The trick this year is balancing family members’ desire and need to help and see their loved ones with the deadly threat of the coronavirus. Three-quarters of those surveyed by AARP (76 percent) believe there is at least some risk of COVID-19 exposure if they visit with others. Concern is high, with about 8 in 10 worried about exposure for themselves or their loved ones.
That said, 6 in 10 (62 percent) plan to gather with family in some fashion, and 8 in 10 caregivers who do not live with the person they tend to (80 percent) will visit them this holiday season. Of course, most plan to take precautions when they visit.
That's certainly the case for Vasel and her extended family members. No one will be eating at Mom's house this Thanksgiving. In the past, up to 19 relatives gathered there, typically congregating around a long dining room table and two card tables.

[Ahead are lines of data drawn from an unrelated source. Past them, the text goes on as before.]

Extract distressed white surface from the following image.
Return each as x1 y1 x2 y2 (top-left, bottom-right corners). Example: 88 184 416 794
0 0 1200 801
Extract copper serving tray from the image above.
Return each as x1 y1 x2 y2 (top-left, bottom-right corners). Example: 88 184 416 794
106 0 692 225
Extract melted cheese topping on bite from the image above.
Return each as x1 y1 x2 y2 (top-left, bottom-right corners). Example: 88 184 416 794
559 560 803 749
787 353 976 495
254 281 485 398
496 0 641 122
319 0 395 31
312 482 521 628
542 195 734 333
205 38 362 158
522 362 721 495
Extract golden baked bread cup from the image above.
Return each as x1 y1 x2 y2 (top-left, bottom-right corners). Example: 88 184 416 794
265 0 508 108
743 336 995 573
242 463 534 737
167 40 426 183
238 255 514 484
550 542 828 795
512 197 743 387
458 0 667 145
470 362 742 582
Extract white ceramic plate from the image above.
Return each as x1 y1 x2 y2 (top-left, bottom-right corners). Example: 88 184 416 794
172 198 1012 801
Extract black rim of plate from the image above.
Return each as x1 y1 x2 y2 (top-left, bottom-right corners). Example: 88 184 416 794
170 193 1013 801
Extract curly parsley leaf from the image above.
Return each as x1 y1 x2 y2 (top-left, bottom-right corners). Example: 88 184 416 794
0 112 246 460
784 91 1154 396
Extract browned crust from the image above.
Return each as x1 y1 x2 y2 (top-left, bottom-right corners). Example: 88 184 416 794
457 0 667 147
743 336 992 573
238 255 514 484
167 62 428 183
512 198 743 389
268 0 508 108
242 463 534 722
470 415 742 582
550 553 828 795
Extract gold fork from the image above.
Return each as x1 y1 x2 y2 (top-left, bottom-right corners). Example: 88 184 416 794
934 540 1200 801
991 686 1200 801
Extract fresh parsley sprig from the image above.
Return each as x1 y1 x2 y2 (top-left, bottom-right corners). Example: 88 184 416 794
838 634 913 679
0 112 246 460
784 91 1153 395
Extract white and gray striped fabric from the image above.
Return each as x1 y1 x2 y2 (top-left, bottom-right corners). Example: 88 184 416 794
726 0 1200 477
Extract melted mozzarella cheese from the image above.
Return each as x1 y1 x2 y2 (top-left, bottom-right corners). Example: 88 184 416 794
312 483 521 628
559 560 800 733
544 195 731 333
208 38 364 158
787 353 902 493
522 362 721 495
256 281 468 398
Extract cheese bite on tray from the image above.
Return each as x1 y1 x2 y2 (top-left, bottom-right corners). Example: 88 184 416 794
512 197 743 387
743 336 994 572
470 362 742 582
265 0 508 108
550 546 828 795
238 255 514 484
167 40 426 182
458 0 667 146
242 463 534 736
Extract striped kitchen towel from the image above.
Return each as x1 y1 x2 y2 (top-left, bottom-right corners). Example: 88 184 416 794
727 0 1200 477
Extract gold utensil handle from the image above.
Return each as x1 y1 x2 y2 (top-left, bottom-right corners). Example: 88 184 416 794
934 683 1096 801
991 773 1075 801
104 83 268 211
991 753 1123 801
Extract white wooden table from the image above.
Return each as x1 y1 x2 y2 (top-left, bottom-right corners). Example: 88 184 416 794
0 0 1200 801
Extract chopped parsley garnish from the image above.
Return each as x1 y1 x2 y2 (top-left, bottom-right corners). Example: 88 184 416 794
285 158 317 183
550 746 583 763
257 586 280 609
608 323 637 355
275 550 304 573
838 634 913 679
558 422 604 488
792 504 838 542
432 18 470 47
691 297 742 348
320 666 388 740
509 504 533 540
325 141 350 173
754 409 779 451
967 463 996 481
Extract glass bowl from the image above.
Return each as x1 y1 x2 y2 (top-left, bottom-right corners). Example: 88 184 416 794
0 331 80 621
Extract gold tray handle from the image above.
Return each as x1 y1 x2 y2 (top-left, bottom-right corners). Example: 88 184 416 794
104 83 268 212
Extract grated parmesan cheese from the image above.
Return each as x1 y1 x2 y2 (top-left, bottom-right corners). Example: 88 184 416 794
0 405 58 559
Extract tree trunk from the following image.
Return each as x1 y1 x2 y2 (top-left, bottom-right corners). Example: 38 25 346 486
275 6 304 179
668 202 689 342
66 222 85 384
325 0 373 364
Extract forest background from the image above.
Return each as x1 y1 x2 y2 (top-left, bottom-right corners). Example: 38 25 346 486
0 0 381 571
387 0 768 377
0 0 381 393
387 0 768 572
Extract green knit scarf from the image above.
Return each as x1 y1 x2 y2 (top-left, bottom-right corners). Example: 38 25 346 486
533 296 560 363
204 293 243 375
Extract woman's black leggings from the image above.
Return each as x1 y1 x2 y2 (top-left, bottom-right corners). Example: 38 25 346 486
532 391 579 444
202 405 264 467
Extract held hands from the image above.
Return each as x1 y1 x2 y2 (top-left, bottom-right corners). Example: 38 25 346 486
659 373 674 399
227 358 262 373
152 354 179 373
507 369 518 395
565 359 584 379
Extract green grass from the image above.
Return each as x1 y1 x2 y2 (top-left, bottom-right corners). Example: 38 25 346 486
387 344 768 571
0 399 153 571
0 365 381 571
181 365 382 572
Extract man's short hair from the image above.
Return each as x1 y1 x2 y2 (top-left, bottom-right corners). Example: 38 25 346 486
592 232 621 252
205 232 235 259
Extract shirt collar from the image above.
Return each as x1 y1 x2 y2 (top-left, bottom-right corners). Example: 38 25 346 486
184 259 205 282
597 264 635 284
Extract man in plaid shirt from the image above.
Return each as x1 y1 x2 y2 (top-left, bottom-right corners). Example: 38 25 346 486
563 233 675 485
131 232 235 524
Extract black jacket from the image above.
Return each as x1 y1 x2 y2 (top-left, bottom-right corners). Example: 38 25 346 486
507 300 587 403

This year, Vasel and her sister and brother will, instead, take turns visiting their mom's house. Even then, each will visit for only an hour or two. And in order to properly social distance, their mother will be seated, separately, in the living room that is seven steps up from the foyer in which they will be standing. They'll actually be about 20 feet away from each other and wear their masks the whole time they are visiting. If this works, the family will probably try the same thing for Christmas, Vasel says.
"Mom doesn't like not being able to see and hug her grandchildren,” says Vasel, referring to Peggy's six grandkids and one great-grandchild. “But we'll do whatever we have to do to keep Mom safe.”
While there will be no sit-down dinner with a roomful of guests, Vasel says family members will prepare a special meal for her mom, which she will heat up and serve to her.
Meanwhile, in Blountville, Tennessee, on Thanksgiving Day, Penny Wood will carry on with her 24/7 caregiving duties for her 91-year-old mother-in-law, Billie Jean Wood. Penny and her husband, Leighton, an orthodontist, recently took Billie Jean out of a nursing home and brought her into their house. Billie Jean suffers from dementia and Alzheimer's disease, so Penny spends a lot of time trying to keep her mentally and physically busy. She loves to fold clothes and look through picture albums, which Penny plans to continue doing with Billie Jean on Thanksgiving Day because a predictable routine is key to her well-being.
"Trying to keep a schedule during the holidays is important not just for the patient but for the caregiver, too,” says Ronna New, D.O., a geriatric specialist at Holston Medical Group in Bristol, Tennessee.
Penny has caregiving experience and says that, even with COVID-19 fears, it's still important to try to include people with Alzheimer's as active participants in holiday celebrations. That's why she hopes to have her mother-in-law help her cook and bake some of the meal.
Because of COVID-19, there also will be a lot of video chatting with relatives who have declined to come for Thanksgiving for fear of passing along the virus to Billie Jean. “This may be her last holiday, or she may have 10 more,” Penny says. “We just don't want her to get sick."
Perhaps the single most important thing for caregivers to remember this holiday season is that gatherings can't be the same as usual — particularly for multigenerational families, says AARP's Stephen.
"If you try to do everything the way you've done it before, you'll be introducing risks to your loved one and to yourself,” Stephen says. “It's not worth it."